This week I linked to one poet’s concerns about the top MFA programs ranked in Poets & Writers. Now, a pretty impressive list of creative writing instructors have some questions for Poets & Writers itself.
We’ve covered the Atlantic series By Heart a number of times before. It features notable authors writing about their favorite passages. In the latest edition, Mary-Beth Hughes picks out a paragraph from Penelope Fitzgerald’s The Blue Flower, about a poet who’s trying to cope with grief. Sample quote: “Reading Fitzgerald, I felt it was possible to write as I’d experienced dancing.”
J.K Rowling is a vandal! The billionaire and author of the Harry Potter series left her mark in an Edinburgh hotel room when she scribbled some graffiti on the back of a decorative bust back in 2007. “J.K. Rowling finished writing Harry Potter and the Deathly Hallows in this room on 11 Jan 2007,” it reads. Oh, I suppose that’s okay.

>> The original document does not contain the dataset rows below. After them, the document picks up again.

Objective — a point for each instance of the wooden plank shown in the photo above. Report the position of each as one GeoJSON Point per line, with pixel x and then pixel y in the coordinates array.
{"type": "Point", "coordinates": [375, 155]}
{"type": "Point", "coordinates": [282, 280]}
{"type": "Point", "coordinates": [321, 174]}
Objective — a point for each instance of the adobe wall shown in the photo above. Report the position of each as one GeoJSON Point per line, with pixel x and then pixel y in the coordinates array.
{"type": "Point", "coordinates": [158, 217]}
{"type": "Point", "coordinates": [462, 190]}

Want your writing to have punch? Want your readers to believe you? “The five-word sentence as the gospel truth…Express your most powerful thought in the shortest sentence,” Roy Peter Clark writes in The New York Times. Sorry that every sentence in this post is more than five words.
It’s another huge week for new releases. Happy Murakami day! Haruki Murakami’s long-awaited 1Q84 is finally here – look for our review tomorrow, as is Walter Isaacson’s headline-making biography of Steve Jobs. Also out is another massive and hotly anticipated work in translation (1152 pages!), Hungarian Peter Nadas’s Parallel Stories. Lydia Millet has a new novel out, Ghost Lights, and Thinking, Fast and Slow is set to arrive from Nobel-winning psychologist Daniel Kahneman.